Raising birds, she says, is a fantasy of living in a rustic setting that can’t ever be played out. But it’s practical too, she adds. After all there are the eggs. And raising hens has inspired her to think about making other things, like a victory garden.
We are old friends and it’s her three hens, a Wyandotte, a black sex-link and a Buff Orpington, that have inspired me to try raising my own. One afternoon we sit on an old, salvaged cast-iron bench at the top of her yard watching the chickens go about their business. We’re inside an enclosure that crosses into her next-door neighbor’s yard, and which is shared between six hens in all.
Eric, Jeannine’s husband, tells a story about his grandfather, who as a young man immigrated to the California from Germany by way of a sponsorship that attested he could farm chickens. He had no idea how to raise hens, Eric says. He was busy reading chicken farming books on the ship. The older generation, he adds, are not caught up in the new urban romance of chicken-rearing.

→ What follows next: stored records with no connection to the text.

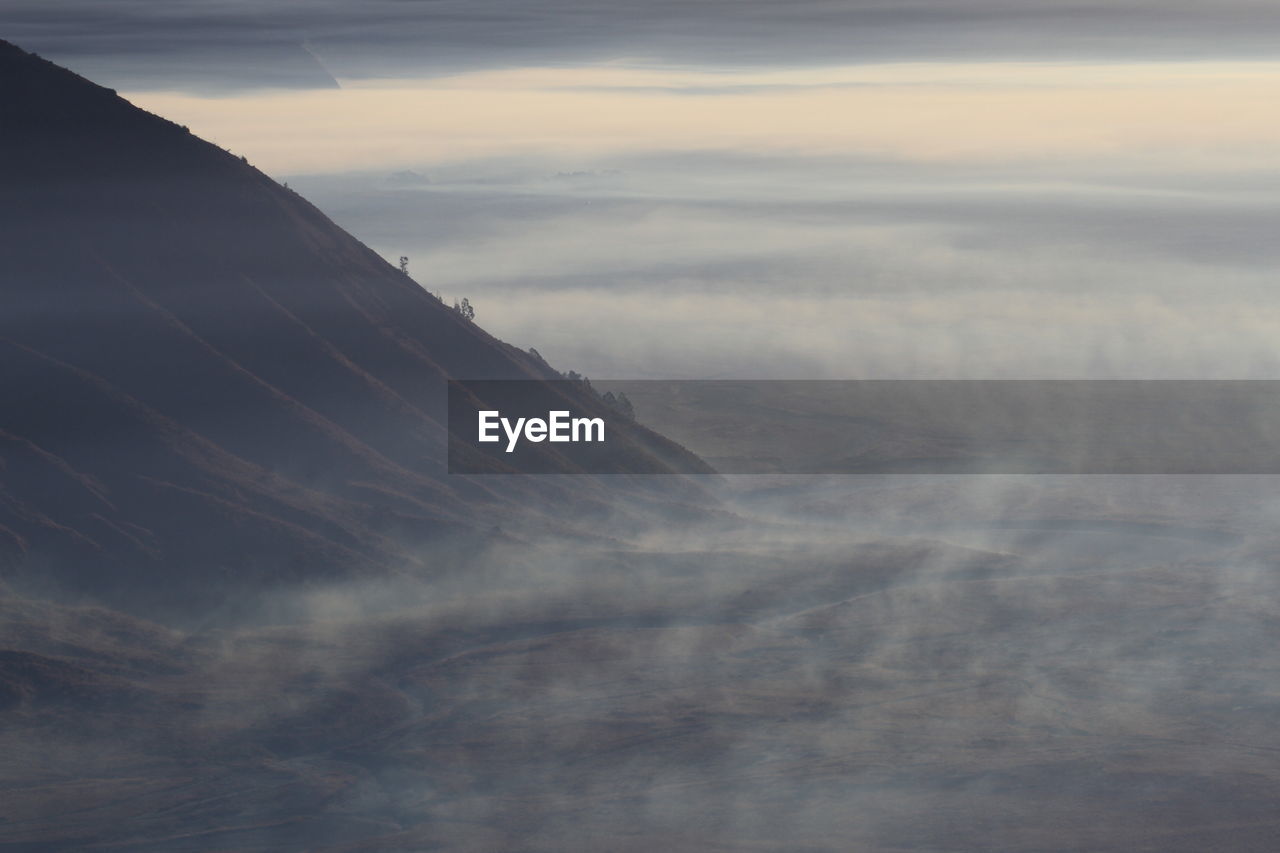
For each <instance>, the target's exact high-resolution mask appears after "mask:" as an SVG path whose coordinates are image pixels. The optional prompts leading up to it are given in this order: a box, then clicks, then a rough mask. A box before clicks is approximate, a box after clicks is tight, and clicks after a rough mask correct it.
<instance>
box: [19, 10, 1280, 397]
mask: <svg viewBox="0 0 1280 853" xmlns="http://www.w3.org/2000/svg"><path fill="white" fill-rule="evenodd" d="M5 9H6V12H5V13H4V14H3V17H0V22H4V23H5V32H4V36H5V37H8V38H12V40H14V41H17V42H18V44H20V45H23V46H27V47H29V49H35V50H38V51H41V53H44V54H45V55H47V56H49V58H51V59H54V60H56V61H60V63H64V64H68V65H70V67H72V68H74V69H77V70H81V72H83V73H87V74H90V76H92V77H95V78H96V79H99V81H100V82H104V83H105V85H109V86H115V87H118V88H120V90H122V92H124V93H125V95H127V96H128V97H131V99H132V100H134V102H137V104H140V105H142V106H145V108H147V109H151V110H154V111H157V113H160V114H163V115H166V117H169V118H172V119H174V120H177V122H180V123H184V124H188V126H189V127H191V128H192V131H195V132H197V133H200V134H201V136H205V137H206V138H211V140H212V141H215V142H218V143H220V145H224V146H227V147H229V149H230V150H233V151H234V152H237V154H244V155H247V156H248V159H250V160H251V161H252V163H253V164H255V165H257V167H260V168H262V169H264V170H266V172H268V173H269V174H271V175H274V177H276V178H280V179H288V181H289V183H291V186H294V187H296V188H298V190H300V191H302V192H303V193H305V195H307V196H308V197H311V199H312V200H314V201H316V202H317V204H319V205H320V207H321V209H324V210H325V211H326V213H329V214H330V215H333V216H334V218H335V219H337V220H338V222H339V224H342V225H344V227H347V228H348V229H351V231H352V232H355V233H356V234H357V236H358V237H361V238H362V240H365V241H366V242H369V243H370V245H371V246H374V247H375V248H376V250H379V251H380V252H383V254H384V255H387V256H388V257H396V256H398V255H401V254H406V255H410V257H411V272H412V273H413V274H415V277H416V278H417V279H419V280H420V282H422V283H424V284H425V286H426V287H429V288H430V289H433V291H436V292H443V293H444V295H445V297H454V296H468V297H470V298H471V300H472V302H475V304H476V306H477V311H479V314H477V319H479V321H481V323H483V324H484V325H486V328H490V329H492V330H494V332H495V333H498V334H499V336H502V337H504V338H507V339H509V341H512V342H513V343H517V345H520V346H536V347H538V348H539V350H540V351H541V352H543V353H544V355H545V356H548V357H549V359H550V360H552V361H553V362H554V364H557V365H558V366H562V368H566V369H567V368H573V369H577V370H584V371H586V373H589V374H591V375H596V377H608V375H613V377H653V375H657V377H703V375H741V377H780V375H782V377H801V378H803V377H861V375H900V377H901V375H1029V377H1059V375H1060V377H1089V375H1093V377H1103V375H1125V377H1138V378H1140V377H1215V378H1230V377H1270V378H1280V357H1277V351H1276V347H1275V345H1274V341H1276V339H1280V337H1277V334H1276V333H1277V332H1280V327H1277V321H1280V297H1277V296H1276V287H1275V286H1276V283H1277V282H1276V274H1275V268H1276V260H1277V255H1280V250H1277V248H1276V245H1277V242H1280V241H1276V240H1275V234H1276V233H1277V225H1280V195H1277V191H1280V179H1277V178H1276V177H1275V175H1276V174H1280V173H1277V165H1280V163H1277V161H1280V111H1277V110H1276V109H1275V104H1276V102H1280V56H1277V51H1276V50H1275V49H1274V46H1272V45H1271V42H1272V41H1274V40H1272V38H1271V36H1272V35H1274V33H1275V32H1276V24H1277V20H1276V17H1277V14H1280V13H1276V12H1275V9H1274V4H1263V3H1239V1H1236V3H1216V4H1212V6H1210V5H1208V4H1192V3H1181V1H1169V0H1160V1H1158V3H1157V1H1155V0H1152V1H1143V0H1137V1H1135V0H1130V1H1128V3H1108V4H1094V3H1066V1H1059V0H1032V1H1027V0H1020V1H1018V3H1014V1H1012V0H1009V1H1002V0H924V1H910V0H909V1H905V3H904V1H899V3H892V4H878V3H872V1H869V0H854V1H847V0H846V1H840V3H831V1H822V0H809V1H800V3H781V1H778V0H772V1H768V3H765V1H756V0H732V1H730V0H694V1H690V0H682V1H680V3H676V1H666V0H663V1H659V3H644V4H627V5H622V4H616V3H605V1H604V0H600V1H594V0H593V1H585V0H563V1H558V3H545V1H540V3H527V1H520V3H517V1H515V0H509V1H504V3H497V1H468V3H461V1H454V0H396V1H392V0H362V1H361V3H355V1H352V0H347V1H338V0H325V1H315V3H284V1H283V0H276V1H268V3H262V1H261V0H259V1H255V3H248V1H247V0H246V1H244V3H218V1H201V3H195V1H187V3H172V1H170V3H154V1H146V3H143V1H124V3H119V1H114V0H108V1H101V0H99V1H95V3H74V1H61V3H58V4H55V5H54V4H49V3H33V1H28V0H17V1H15V0H9V3H6V4H5Z"/></svg>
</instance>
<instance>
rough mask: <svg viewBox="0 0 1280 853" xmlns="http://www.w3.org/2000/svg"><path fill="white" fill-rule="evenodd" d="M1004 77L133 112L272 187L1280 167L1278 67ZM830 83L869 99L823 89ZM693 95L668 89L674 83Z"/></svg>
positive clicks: (1086, 72)
mask: <svg viewBox="0 0 1280 853" xmlns="http://www.w3.org/2000/svg"><path fill="white" fill-rule="evenodd" d="M1002 72H1004V73H1002V74H1001V73H996V72H995V69H992V68H991V67H980V68H978V69H973V68H968V67H964V65H959V67H954V65H934V67H929V68H924V69H922V68H920V67H916V65H909V67H905V68H902V69H896V68H870V69H841V70H838V72H832V70H828V72H824V73H823V74H815V76H814V77H813V81H814V86H817V88H803V90H799V91H783V92H777V91H763V92H762V91H751V90H748V91H745V92H744V93H737V95H680V96H673V95H666V93H655V92H654V91H652V88H637V90H636V91H634V92H628V93H626V95H625V96H620V93H618V92H617V91H609V92H602V91H595V90H596V87H598V85H599V83H600V82H603V85H607V86H609V87H612V88H614V90H617V88H618V83H620V81H621V79H632V81H636V79H639V81H653V79H654V77H655V76H654V74H640V76H637V77H631V76H628V74H627V73H626V72H620V70H618V69H617V68H603V69H599V68H581V69H572V70H556V72H548V70H545V69H532V70H529V72H509V73H506V74H499V76H494V74H476V76H462V77H454V78H449V79H447V81H442V82H439V83H416V85H415V83H406V82H403V81H401V82H397V83H396V85H392V86H384V85H378V86H364V87H357V88H344V90H337V91H310V92H273V93H256V95H246V96H239V97H227V99H204V97H192V96H189V95H183V93H172V92H169V93H165V92H150V93H134V95H133V100H134V101H136V102H137V104H140V105H141V106H143V108H146V109H150V110H152V111H156V113H160V114H164V115H166V117H170V118H173V119H174V120H178V122H182V123H184V124H188V126H191V127H192V129H193V131H195V132H197V133H201V134H202V136H206V137H210V138H212V140H214V141H216V142H219V143H223V145H227V146H229V147H230V149H233V150H236V151H238V152H244V154H247V155H248V156H250V158H251V159H252V160H253V161H255V163H256V164H259V165H260V167H261V168H264V169H266V170H268V172H271V173H285V172H292V173H307V172H311V173H317V172H343V170H352V169H361V168H392V167H398V165H411V164H424V163H426V164H430V163H443V161H451V160H463V159H476V158H495V156H529V155H549V154H554V152H562V154H564V152H567V154H572V155H579V156H591V158H599V156H604V155H613V154H622V152H637V151H689V150H705V151H713V150H726V151H735V152H758V154H780V152H786V154H791V155H801V156H832V155H842V156H851V155H861V156H868V158H881V159H890V160H893V159H897V160H908V161H923V163H929V161H936V163H956V161H974V163H1004V164H1007V163H1010V161H1042V163H1050V164H1066V165H1070V164H1073V163H1080V161H1092V160H1097V159H1101V158H1106V159H1111V160H1117V161H1125V163H1129V164H1132V165H1133V168H1135V169H1138V170H1147V169H1152V168H1162V169H1175V168H1176V169H1189V170H1203V169H1240V168H1251V169H1257V168H1274V167H1275V165H1280V154H1277V151H1280V118H1276V113H1275V110H1274V109H1271V108H1272V105H1274V104H1275V102H1276V101H1277V100H1280V65H1270V64H1252V65H1238V64H1225V65H1212V64H1206V65H1194V67H1188V65H1170V67H1160V68H1152V67H1149V65H1135V67H1133V68H1128V67H1051V68H1044V67H1023V65H1009V67H1006V68H1004V69H1002ZM716 77H717V76H714V74H707V76H703V78H704V82H710V81H712V79H713V78H716ZM786 77H787V79H791V81H792V82H795V81H796V79H797V77H800V78H803V76H796V74H788V76H786ZM751 79H753V78H751V76H737V77H735V78H732V81H737V82H739V83H744V82H746V81H751ZM764 79H768V76H765V78H764ZM832 79H841V81H844V82H846V83H847V82H850V81H856V79H865V81H868V82H873V83H874V86H860V87H850V86H846V85H840V86H823V83H824V82H829V81H832ZM550 81H554V85H552V86H549V87H548V83H549V82H550ZM690 81H691V77H690V76H689V74H675V76H672V82H676V83H678V85H684V86H687V85H689V83H690ZM732 81H726V79H723V78H722V79H717V81H716V82H717V85H721V86H723V85H724V83H726V82H732Z"/></svg>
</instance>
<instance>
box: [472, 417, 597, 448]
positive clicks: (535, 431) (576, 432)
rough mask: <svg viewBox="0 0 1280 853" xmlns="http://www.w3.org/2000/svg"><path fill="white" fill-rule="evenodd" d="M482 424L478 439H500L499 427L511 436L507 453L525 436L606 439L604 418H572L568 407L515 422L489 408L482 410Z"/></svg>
mask: <svg viewBox="0 0 1280 853" xmlns="http://www.w3.org/2000/svg"><path fill="white" fill-rule="evenodd" d="M477 421H479V427H477V433H476V441H479V442H485V443H492V442H500V441H502V435H499V434H498V430H499V428H500V429H502V432H503V433H504V434H506V437H507V452H508V453H509V452H512V451H515V450H516V444H517V443H520V439H521V438H524V439H525V441H527V442H534V443H538V442H543V441H548V442H557V443H558V442H573V443H579V442H603V441H604V419H603V418H571V416H570V412H568V411H567V410H561V411H549V412H547V418H545V419H543V418H517V419H516V420H515V421H512V420H511V419H508V418H503V416H502V412H500V411H497V410H488V411H480V412H479V418H477Z"/></svg>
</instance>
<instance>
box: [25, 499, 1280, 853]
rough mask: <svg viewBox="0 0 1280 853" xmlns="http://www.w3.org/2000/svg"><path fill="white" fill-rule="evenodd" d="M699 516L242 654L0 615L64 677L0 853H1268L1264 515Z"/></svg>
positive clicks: (506, 549)
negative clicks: (1087, 851) (248, 849)
mask: <svg viewBox="0 0 1280 853" xmlns="http://www.w3.org/2000/svg"><path fill="white" fill-rule="evenodd" d="M717 488H718V489H721V497H722V498H723V500H724V508H726V510H727V511H728V514H726V515H723V516H722V517H721V519H719V520H718V521H707V523H699V524H691V525H686V526H684V528H681V526H678V525H672V524H671V523H669V521H668V523H663V524H655V525H654V526H653V528H652V529H648V530H646V532H639V533H636V532H634V529H632V533H630V534H627V535H618V537H614V538H612V539H609V538H608V537H609V534H611V533H617V530H613V529H612V528H611V525H607V524H605V525H599V526H598V528H596V529H595V530H593V533H595V534H599V537H598V538H595V539H588V538H582V539H563V540H559V542H547V540H544V539H541V538H539V535H538V532H532V530H529V532H512V534H511V537H509V540H508V542H507V543H497V544H494V546H492V547H489V548H488V549H484V551H481V552H476V553H472V555H470V557H466V558H462V560H452V561H451V562H449V565H448V567H442V574H440V575H439V576H436V578H433V579H429V580H428V579H419V580H413V579H402V580H398V581H394V583H392V581H387V583H362V584H343V585H335V587H319V588H310V589H306V590H296V589H294V590H287V592H280V593H278V594H275V596H271V597H264V599H262V602H261V611H260V615H259V620H257V621H256V622H255V624H238V625H205V626H201V628H198V629H191V630H170V629H160V628H147V626H145V625H141V624H136V622H128V621H125V620H123V617H115V616H110V615H109V613H105V612H102V611H95V610H86V608H59V607H54V606H45V605H36V603H29V602H28V603H20V602H15V601H10V602H9V603H8V605H6V608H8V610H9V611H10V612H9V619H6V620H5V624H6V625H8V628H6V629H5V630H6V631H9V633H10V634H20V635H22V637H23V638H24V643H26V646H27V647H28V648H31V649H32V651H35V652H37V653H50V651H56V653H58V654H59V656H60V657H61V658H63V660H65V661H70V662H73V663H68V665H67V666H68V669H67V671H56V672H54V671H50V672H45V674H44V676H42V678H44V681H36V683H37V684H40V685H42V686H40V688H38V689H37V695H35V697H27V701H28V704H27V706H24V707H26V708H27V710H26V711H23V710H19V708H12V710H10V711H9V713H8V719H9V722H8V725H6V726H5V730H4V734H3V735H0V738H3V745H4V749H5V752H6V753H8V754H10V756H18V757H19V758H20V761H19V762H17V763H15V762H6V766H8V767H9V771H8V772H9V774H13V772H17V770H15V767H24V770H23V772H24V774H26V777H27V779H28V780H29V779H31V777H32V776H38V777H40V779H42V780H44V783H42V784H41V785H40V786H38V788H28V789H27V790H24V792H23V793H22V794H20V795H18V797H15V798H6V802H5V804H4V807H3V811H0V816H3V817H4V818H5V822H4V824H0V839H4V840H5V841H9V843H20V841H23V840H24V839H28V838H51V836H56V838H61V839H65V840H67V844H68V849H69V847H74V845H77V844H81V845H82V848H81V849H109V848H113V847H123V848H125V849H165V850H182V849H210V845H211V844H220V845H225V847H228V848H234V849H264V850H265V849H273V850H292V849H298V850H301V849H335V850H337V849H343V850H356V849H366V850H389V849H429V848H430V849H436V847H438V848H439V849H449V850H493V849H503V850H600V849H609V850H637V852H639V850H653V849H657V848H662V847H667V848H671V849H678V850H721V849H735V850H736V849H753V850H754V849H759V850H797V849H813V850H849V849H859V850H908V849H911V850H942V849H946V850H973V852H978V850H992V849H1018V850H1080V849H1089V850H1133V849H1143V848H1144V847H1147V848H1151V849H1157V848H1158V849H1162V850H1188V852H1190V850H1204V849H1235V850H1266V849H1271V847H1272V845H1274V838H1275V817H1274V802H1275V798H1276V795H1277V794H1280V772H1277V771H1276V763H1275V754H1276V751H1277V749H1280V736H1277V735H1276V731H1277V729H1276V725H1275V724H1276V713H1277V712H1280V690H1277V686H1276V684H1277V681H1276V675H1277V674H1276V671H1275V663H1274V661H1272V656H1271V651H1272V648H1274V647H1275V642H1276V639H1277V638H1280V621H1277V619H1276V616H1275V613H1276V612H1280V611H1277V605H1280V587H1277V584H1276V578H1275V555H1276V544H1277V542H1276V534H1275V533H1274V526H1275V525H1274V517H1275V511H1276V503H1275V500H1274V497H1272V496H1274V493H1275V480H1274V478H1204V476H1202V478H1169V476H1149V478H1139V476H1130V478H1101V476H1092V478H1091V476H1080V478H1030V476H1007V478H997V476H969V478H964V476H937V478H925V476H893V478H854V476H849V478H838V476H835V478H826V479H817V478H790V479H783V478H764V476H742V478H731V479H727V480H724V482H721V483H719V485H718V487H717ZM618 529H621V525H618ZM9 639H12V638H9ZM10 781H12V780H10ZM6 785H8V783H6ZM73 794H74V795H73ZM69 799H76V800H77V802H81V800H82V802H83V803H84V807H83V808H77V809H69V808H68V807H67V803H68V800H69ZM50 834H52V835H50ZM50 849H59V848H50Z"/></svg>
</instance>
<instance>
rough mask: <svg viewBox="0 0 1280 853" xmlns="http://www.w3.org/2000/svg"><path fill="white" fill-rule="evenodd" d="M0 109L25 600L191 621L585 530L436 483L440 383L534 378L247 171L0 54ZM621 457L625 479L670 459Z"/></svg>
mask: <svg viewBox="0 0 1280 853" xmlns="http://www.w3.org/2000/svg"><path fill="white" fill-rule="evenodd" d="M0 105H3V106H0V109H3V122H0V187H3V202H0V233H3V234H4V240H3V241H0V300H3V302H4V311H3V316H0V362H3V365H4V382H3V406H0V555H3V556H0V558H3V560H4V561H5V562H6V564H8V565H9V567H10V571H13V573H15V574H14V576H15V578H17V579H18V581H19V583H20V585H23V587H27V588H29V587H31V585H32V584H40V583H44V584H50V585H52V587H55V588H59V589H61V590H63V592H67V590H72V592H76V593H83V594H90V596H93V597H100V598H104V599H106V601H111V602H114V603H116V605H120V603H125V605H129V606H131V607H140V606H148V605H151V603H169V605H182V606H189V605H192V602H193V601H198V602H200V605H201V606H207V605H209V603H210V602H216V601H218V599H221V598H224V597H227V596H228V594H229V593H230V592H232V590H234V589H237V588H241V587H244V585H247V588H250V589H252V588H256V587H257V585H259V584H261V583H264V581H271V583H279V581H287V580H306V579H316V578H325V576H334V575H343V574H346V573H351V571H355V570H357V569H358V570H360V571H385V570H388V569H389V567H394V566H397V565H402V566H408V565H412V564H415V562H419V557H416V555H417V553H419V546H420V544H422V543H438V542H440V539H442V537H463V538H465V537H466V535H468V532H470V530H489V529H490V528H492V526H493V525H494V524H495V520H497V519H495V516H498V515H503V514H508V515H509V514H524V515H526V516H527V515H529V514H536V512H539V507H540V508H541V510H547V508H548V507H549V506H552V503H549V502H550V501H559V502H564V503H568V505H572V503H573V502H579V506H576V507H573V511H576V512H588V514H589V512H590V511H591V507H593V498H591V496H593V488H591V487H590V484H588V483H585V482H582V483H579V484H577V485H576V487H575V488H573V489H572V491H571V489H570V488H566V487H563V485H557V484H547V483H535V482H532V479H520V480H516V479H515V478H508V479H507V480H506V482H504V483H502V493H500V494H499V493H498V492H495V488H494V485H493V483H492V482H485V480H483V479H465V478H461V476H447V475H445V473H444V462H445V428H444V424H445V411H444V407H445V396H444V383H445V380H447V378H451V377H457V378H471V379H476V378H558V377H557V375H556V374H554V371H552V370H550V369H549V368H547V365H545V364H543V362H541V361H539V360H535V359H532V357H530V356H529V355H527V353H524V352H522V351H520V350H517V348H515V347H511V346H508V345H506V343H503V342H500V341H498V339H495V338H493V337H492V336H489V334H488V333H485V332H484V329H481V328H480V327H477V325H476V324H474V323H471V321H467V320H466V319H463V318H462V316H460V315H458V314H457V313H456V311H453V310H451V309H448V307H447V306H444V305H442V304H440V302H439V301H438V300H436V298H435V297H433V296H431V295H429V293H428V292H425V291H424V289H422V288H421V287H420V286H419V284H416V283H415V282H413V280H411V279H410V278H408V277H406V275H404V274H402V273H401V272H399V270H397V269H394V268H392V266H390V265H389V264H387V263H385V261H384V260H383V259H381V257H379V256H378V255H376V254H374V252H372V251H371V250H369V248H367V247H365V246H364V245H361V243H360V242H358V241H357V240H355V238H353V237H351V236H349V234H347V233H346V232H343V231H342V229H339V228H338V227H337V225H334V224H333V223H332V222H330V220H329V219H326V218H325V216H324V215H323V214H321V213H320V211H319V210H316V209H315V207H312V206H311V205H310V204H307V202H306V201H305V200H303V199H301V197H300V196H297V195H296V193H294V192H292V191H289V190H287V188H284V187H282V186H279V184H278V183H275V182H274V181H271V179H270V178H268V177H266V175H265V174H262V173H260V172H259V170H256V169H253V168H252V167H251V165H248V163H247V161H244V160H243V158H237V156H233V155H232V154H228V152H227V151H224V150H221V149H219V147H218V146H215V145H211V143H209V142H205V141H202V140H200V138H197V137H195V136H192V134H191V133H188V132H187V131H186V128H182V127H179V126H177V124H173V123H170V122H168V120H165V119H161V118H159V117H155V115H152V114H148V113H146V111H143V110H140V109H137V108H134V106H133V105H131V104H129V102H128V101H125V100H123V99H120V97H118V96H116V95H115V92H114V91H111V90H108V88H102V87H100V86H96V85H93V83H91V82H88V81H86V79H83V78H81V77H78V76H76V74H73V73H72V72H68V70H65V69H63V68H59V67H56V65H54V64H51V63H49V61H45V60H42V59H40V58H37V56H35V55H31V54H27V53H26V51H23V50H20V49H18V47H15V46H13V45H9V44H6V42H0ZM573 405H575V407H577V409H579V410H585V411H591V410H594V409H598V407H599V406H600V403H599V402H598V401H595V400H594V398H593V397H590V396H589V394H585V393H584V394H581V397H580V398H579V400H575V401H573ZM627 441H628V442H630V447H631V451H632V452H630V453H628V455H627V456H626V459H625V461H623V462H622V464H621V466H620V469H618V470H620V471H631V473H649V471H660V470H664V462H663V461H662V457H663V456H667V457H680V456H687V455H686V453H685V451H682V450H681V448H680V447H677V446H675V444H672V443H671V442H667V441H666V439H662V438H660V437H658V435H655V434H653V433H650V432H649V430H645V429H643V428H639V427H636V428H634V429H632V430H631V432H630V435H628V437H627ZM545 452H548V453H552V451H549V450H547V451H545ZM557 470H559V469H557ZM563 470H566V471H568V470H572V466H571V465H570V464H568V462H567V461H566V462H564V466H563ZM596 508H599V507H596ZM508 520H509V519H503V523H504V524H506V521H508ZM541 523H544V524H554V516H553V515H545V516H541Z"/></svg>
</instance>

It occurs to me that raising hens is a different way of being “practical” about food. If picking up a dozen from the supermarket saves time and money, how practical is it to build a coop from scratch, to commit to cleaning birdshit from a coop, to be OK with slowing egg consumption as the hens get older or the weather colder? I’d probably be happy to build a coop, to clean it, to wait for eggs. But chickens as pets? Is that practical? If I get attached to the hens, harvesting them at a year old seems unlikely. So when egg production tapers off within a year or two, then what? I’d hate to see my new hens as broken egg machines. I realize I’m still pretty entrenched in the rigid efficiencies of food production. Keeping old hens as pets might not be going the whole urban egg hog, but it seems the most practical path for now, a cautious reality of this generation’s new urban farm.